The building at Coate was home to the young writer for many years and is now a museum to the environmentalist.

Now it has emerged that Swindon Council is looking at the long-term future of the site and that it could be sold.

But Coun Phil Young, the cabinet member for culture, regeneration and economic development, said the sale would be the worst case scenario.

Jean Saunders, the honorary secretary of the Richard Jefferies Society, said: “We would be totally devastated if the Richard Jefferies’ house and museum was to be sold to some commercial venture.

“We get visitors from all round the world. Richard Jefferies really is a guiding light to people interested in agricultural history.

“We feel the borough council owes it to us to keep the museum.”

The society is due to hold a meeting of its executive council on Saturday, to discuss the possibility the building could be sold.

Coun Young said: “We’ve got no intentions of selling that site. That’s a worst case scenario.

“That’s a very long way down the line and that’s not going to happen.

“Clearly this is very much a cultural activity that we’d like to protect.

“We want to work with the society to work out how we can facilitate a secure future for the museum in the premises.We’re hoping there will be a very positive outcome.”

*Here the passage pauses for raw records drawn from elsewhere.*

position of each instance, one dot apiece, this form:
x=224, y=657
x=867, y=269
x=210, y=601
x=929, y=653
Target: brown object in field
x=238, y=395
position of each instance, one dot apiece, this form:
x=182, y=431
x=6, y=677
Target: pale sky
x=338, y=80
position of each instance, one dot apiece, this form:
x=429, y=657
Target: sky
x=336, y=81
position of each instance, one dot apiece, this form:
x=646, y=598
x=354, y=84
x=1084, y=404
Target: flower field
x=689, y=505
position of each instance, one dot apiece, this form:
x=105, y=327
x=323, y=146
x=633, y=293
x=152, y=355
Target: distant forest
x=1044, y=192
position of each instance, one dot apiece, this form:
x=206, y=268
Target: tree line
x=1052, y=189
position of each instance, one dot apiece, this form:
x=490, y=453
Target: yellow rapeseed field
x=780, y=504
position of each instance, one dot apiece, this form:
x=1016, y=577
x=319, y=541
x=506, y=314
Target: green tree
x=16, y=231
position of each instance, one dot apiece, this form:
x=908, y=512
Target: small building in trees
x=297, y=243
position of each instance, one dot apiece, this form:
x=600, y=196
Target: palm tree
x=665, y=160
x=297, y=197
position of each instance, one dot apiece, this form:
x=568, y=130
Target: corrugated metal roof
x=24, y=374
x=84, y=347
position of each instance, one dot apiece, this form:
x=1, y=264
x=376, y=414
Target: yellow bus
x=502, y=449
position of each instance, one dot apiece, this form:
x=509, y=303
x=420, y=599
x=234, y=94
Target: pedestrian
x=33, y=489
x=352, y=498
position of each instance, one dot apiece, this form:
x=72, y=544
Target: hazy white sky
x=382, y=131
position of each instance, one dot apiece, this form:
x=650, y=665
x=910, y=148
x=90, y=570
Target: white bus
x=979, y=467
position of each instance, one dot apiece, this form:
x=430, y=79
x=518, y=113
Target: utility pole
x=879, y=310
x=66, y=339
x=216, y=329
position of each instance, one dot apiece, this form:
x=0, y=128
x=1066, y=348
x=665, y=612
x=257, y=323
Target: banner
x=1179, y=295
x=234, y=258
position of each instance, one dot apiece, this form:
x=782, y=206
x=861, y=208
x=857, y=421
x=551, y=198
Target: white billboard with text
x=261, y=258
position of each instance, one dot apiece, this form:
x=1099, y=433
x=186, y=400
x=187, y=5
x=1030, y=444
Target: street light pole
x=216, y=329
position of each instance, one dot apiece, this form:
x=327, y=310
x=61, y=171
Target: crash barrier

Coun Young said the council and society planned to meet in the next couple of months, but no firm date has been set.

He emphasised that there were a number of possible ways forward and that the matter has not yet been discussed by the council.

Mrs Saunders warned the society could struggle if it was forced to find a new location for the museum.

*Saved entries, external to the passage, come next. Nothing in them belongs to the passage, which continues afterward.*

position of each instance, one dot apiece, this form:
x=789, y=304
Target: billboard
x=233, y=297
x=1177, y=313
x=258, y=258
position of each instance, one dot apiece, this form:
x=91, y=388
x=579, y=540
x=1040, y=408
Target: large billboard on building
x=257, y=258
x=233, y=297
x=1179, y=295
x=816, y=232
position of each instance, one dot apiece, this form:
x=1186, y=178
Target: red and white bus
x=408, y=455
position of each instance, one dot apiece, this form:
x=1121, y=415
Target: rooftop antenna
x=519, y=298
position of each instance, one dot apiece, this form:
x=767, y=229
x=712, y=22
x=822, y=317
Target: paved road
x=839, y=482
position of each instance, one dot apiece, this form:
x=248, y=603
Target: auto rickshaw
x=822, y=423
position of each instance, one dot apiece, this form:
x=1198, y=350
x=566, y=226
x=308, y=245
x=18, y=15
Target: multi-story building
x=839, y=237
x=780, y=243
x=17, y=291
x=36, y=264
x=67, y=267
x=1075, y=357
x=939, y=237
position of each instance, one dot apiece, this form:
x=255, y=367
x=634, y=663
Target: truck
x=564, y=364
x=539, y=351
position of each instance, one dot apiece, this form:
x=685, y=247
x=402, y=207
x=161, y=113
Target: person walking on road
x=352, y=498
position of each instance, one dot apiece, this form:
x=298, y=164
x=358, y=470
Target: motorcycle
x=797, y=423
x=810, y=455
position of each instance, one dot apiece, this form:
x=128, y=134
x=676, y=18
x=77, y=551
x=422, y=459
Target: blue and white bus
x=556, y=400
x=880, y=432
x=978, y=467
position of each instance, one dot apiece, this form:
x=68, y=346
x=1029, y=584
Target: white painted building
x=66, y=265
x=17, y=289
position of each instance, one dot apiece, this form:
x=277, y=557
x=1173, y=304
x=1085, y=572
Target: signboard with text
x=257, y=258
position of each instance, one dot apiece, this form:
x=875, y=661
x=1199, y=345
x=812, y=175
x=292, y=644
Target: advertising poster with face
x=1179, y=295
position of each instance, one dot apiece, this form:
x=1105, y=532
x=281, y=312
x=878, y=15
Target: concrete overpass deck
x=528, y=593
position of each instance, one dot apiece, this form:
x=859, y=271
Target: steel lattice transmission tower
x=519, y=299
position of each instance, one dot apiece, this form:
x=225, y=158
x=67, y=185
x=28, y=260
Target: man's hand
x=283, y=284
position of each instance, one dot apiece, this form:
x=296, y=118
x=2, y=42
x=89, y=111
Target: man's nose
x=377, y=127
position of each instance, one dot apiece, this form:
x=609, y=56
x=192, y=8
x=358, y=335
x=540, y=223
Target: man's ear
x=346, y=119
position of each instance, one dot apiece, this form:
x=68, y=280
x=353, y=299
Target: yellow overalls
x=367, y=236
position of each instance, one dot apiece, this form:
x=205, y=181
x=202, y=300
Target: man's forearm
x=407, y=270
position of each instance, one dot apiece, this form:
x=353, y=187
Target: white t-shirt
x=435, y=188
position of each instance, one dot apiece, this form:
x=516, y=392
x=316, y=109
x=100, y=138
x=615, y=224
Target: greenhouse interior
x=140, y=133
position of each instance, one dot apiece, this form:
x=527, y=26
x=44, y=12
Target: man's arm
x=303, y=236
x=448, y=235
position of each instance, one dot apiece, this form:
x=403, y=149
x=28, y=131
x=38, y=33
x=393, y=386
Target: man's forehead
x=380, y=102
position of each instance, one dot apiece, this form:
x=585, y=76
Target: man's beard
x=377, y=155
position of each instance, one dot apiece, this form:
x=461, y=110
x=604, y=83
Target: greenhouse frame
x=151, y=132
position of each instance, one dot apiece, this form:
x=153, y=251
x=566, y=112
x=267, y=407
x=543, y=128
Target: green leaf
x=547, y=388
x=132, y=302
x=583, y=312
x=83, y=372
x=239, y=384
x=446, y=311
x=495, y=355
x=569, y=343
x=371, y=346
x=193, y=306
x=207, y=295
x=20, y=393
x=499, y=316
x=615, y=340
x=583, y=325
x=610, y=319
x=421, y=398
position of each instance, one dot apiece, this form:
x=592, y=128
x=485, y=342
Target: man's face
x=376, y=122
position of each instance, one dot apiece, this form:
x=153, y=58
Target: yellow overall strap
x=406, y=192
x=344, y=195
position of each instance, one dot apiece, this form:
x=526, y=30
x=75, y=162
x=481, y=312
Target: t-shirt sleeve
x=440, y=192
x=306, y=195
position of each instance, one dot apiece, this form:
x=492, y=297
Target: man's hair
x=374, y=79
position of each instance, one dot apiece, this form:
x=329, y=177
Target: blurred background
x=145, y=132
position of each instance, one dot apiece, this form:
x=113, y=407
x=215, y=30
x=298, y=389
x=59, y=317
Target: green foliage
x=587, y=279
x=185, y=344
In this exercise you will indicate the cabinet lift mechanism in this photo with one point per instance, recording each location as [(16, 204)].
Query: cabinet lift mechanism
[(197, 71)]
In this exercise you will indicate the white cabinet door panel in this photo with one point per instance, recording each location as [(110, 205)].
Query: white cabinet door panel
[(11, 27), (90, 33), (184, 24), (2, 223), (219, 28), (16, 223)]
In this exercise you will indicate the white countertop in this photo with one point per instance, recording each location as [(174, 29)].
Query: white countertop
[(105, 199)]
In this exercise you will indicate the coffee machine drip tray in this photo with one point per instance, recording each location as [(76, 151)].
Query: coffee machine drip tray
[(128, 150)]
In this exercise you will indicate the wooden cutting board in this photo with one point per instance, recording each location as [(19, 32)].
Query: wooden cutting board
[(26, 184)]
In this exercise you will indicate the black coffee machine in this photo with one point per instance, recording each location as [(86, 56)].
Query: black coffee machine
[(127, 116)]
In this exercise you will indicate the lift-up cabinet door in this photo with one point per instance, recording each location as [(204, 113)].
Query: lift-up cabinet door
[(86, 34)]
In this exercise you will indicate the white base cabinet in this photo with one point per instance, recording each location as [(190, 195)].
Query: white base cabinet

She said: “It may well be that the Richard Jefferies’ Society might have to find a way of doing it ourselves. It’s a daunting prospect for what is essentially a small literary society. We’re set up as a literary society, not as an organisation that runs a public building.”

The Richard Jefferies’ Society owns most of the items on display.

All the 15 people that run the museum have contributed financially over the years to keep it going, with Mrs Saunders putting £1,000 of her own money in two years ago.

The museum is open one day a month from October to April and three days a month from May to September.